Tania Nalborczyk Leites
CERTI Foundation, Brazil
Title: Regulatory advances and improvements in Latin America: Case study of VPP markets in Brazil
Biography
Biography: Tania Nalborczyk Leites
Abstract
Globally, with the increasing liberalization of the energy market, opportunities to the emergence of new actors and innovative structures arise. One of these new actors is the Virtual Power Plant (VPP), an entity that aggregates generation and loads capacity, in order to create a single operating profile from a composite of the parameters characterizing each aggregated resource. This article explains the actual Brazilian regulatory framework for implementing Virtual Power Plants and estimates a roadmap for the creation of each market in which Virtual Power Plants could participate, contributing to understand the market potential of this new actor in the Brazilian scenario and the novel opportunities for monetizing resources while optimizing the electric grid operation. In the current regulatory scenario Demand Response (DR) figure does not exist and, therefore, it is not yet considered in regulation improvements. In addition, in terms of the energy market, the possibility of contracting ex post does not allow DR participation (characterized by a pre-sale of capacity).

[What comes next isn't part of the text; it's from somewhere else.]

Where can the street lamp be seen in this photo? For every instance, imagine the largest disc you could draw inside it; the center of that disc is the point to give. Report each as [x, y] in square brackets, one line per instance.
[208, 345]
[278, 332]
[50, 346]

In this current context, VPP operators could only offer services to substitute generators value, but not the value of flexibility, represented by demand response resources. Furthermore, capacity and balancing markets do not exist yet, and therefore VPPs have limited opportunities of monetizing aggregation. Some of ongoing efforts in Brazil that are expected to contribute to leverage flexibility include an industrial demand-response pilot program (considering free consumers in North and Northeast subsystems), approved in November 2017 and valid until June 2019. The pilot aims to prove the value of Demand Response as an alternative for operating reserve and frequency regulation, encouraging a future regulation. Demand Response will be used in this pilot to supply operating reserve, peak power and frequency regulation. However, a series of trends indicate the future creation of different markets in which VPPs could participate.